Le 28/10/2021 à 10:48 par Arnaud Pavlik

Initié par le gouvernement en août 2020, l’appel à projets « Relocalisation » doté d’une enveloppe totale de 850 millions d’euros est consacré à la relocalisation de projets dans des secteurs critiques comme l’électronique. Ce secteur a déjà vu 95 projets retenus, soutenus « à hauteur de 128,2M€ pour 413,2M€ d’investissements productifs ». Dix nouveaux projets viennent d’être retenus, dont Bourgogne Services Electronique (BSE) et Cibel.
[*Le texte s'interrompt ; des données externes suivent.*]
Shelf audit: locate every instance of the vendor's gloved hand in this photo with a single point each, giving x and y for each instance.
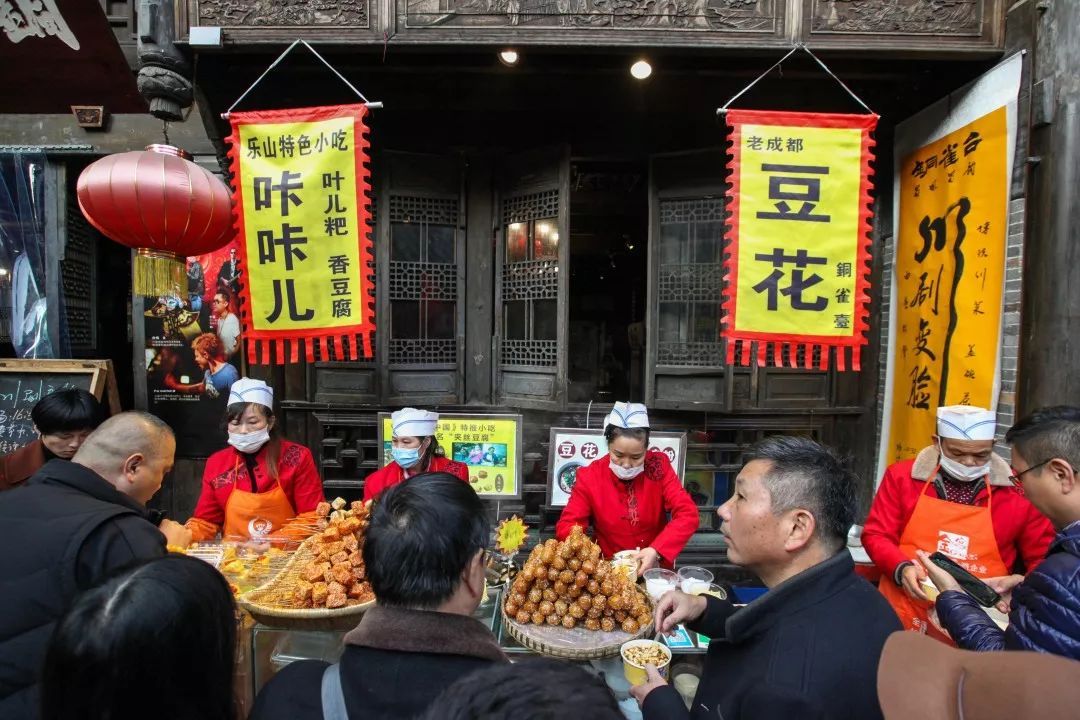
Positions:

BSE est basé à Le Creusot (71), en Bourgogne-Franche-Comté, et se dédie à la conception et la fabrication de cartes et d’équipements électroniques, dont les objets connectés ; un des spécialistes français du secteur, MicroEJ, est un de ses partenaires. La stratégie du lauréat est d’accélérer sa croissance afin de devenir une ETI. La société a acquis des sites d’industrialisation et de production d’équipements électroniques en Rhône-Alpes – Chavanod (74), Crolles et Le Versoud (38) – et ambitionne les 50M€ de chiffre d’affaires. Elle promeut le « made in France », à travers « les demandes clients de relocalisation, la robotisation des unités de production, la poursuite du développement d’un très fort écosystème « French Fab », en affirmant son leadership sur le développement et la fabrication d’objets connectés au sein d’une industrie française forte 5.0 ». Les clients de BSE se retrouvent dans différents domaines tels que le médical, les énergies nouvelles, l’industrie, la sécurité et les télécommunications.

De son côté, Cibel (pour Circuits intégrés de Bellême) est une ETI située à Bellême (61) en Normandie. En proie à la pénurie mondiale de semi-conducteurs impactant la totalité de la chaine de valeur électronique, et « face à la prédominance sur ce secteur des géants asiatiques (Taïwan, Corée du Sud) et américains, les composants micro/nanoélectroniques deviennent un enjeu de souveraineté technologique et économique à la fois pour l’Union Européenne et la France, aujourd’hui fortement dépendantes des importations de puces électroniques. Le projet « µPCB » vise, par la modernisation des lignes de production de Cibel, à produire de manière industrielle des cartes électroniques complexes permettant le développement d’une filière technologique d’avenir ».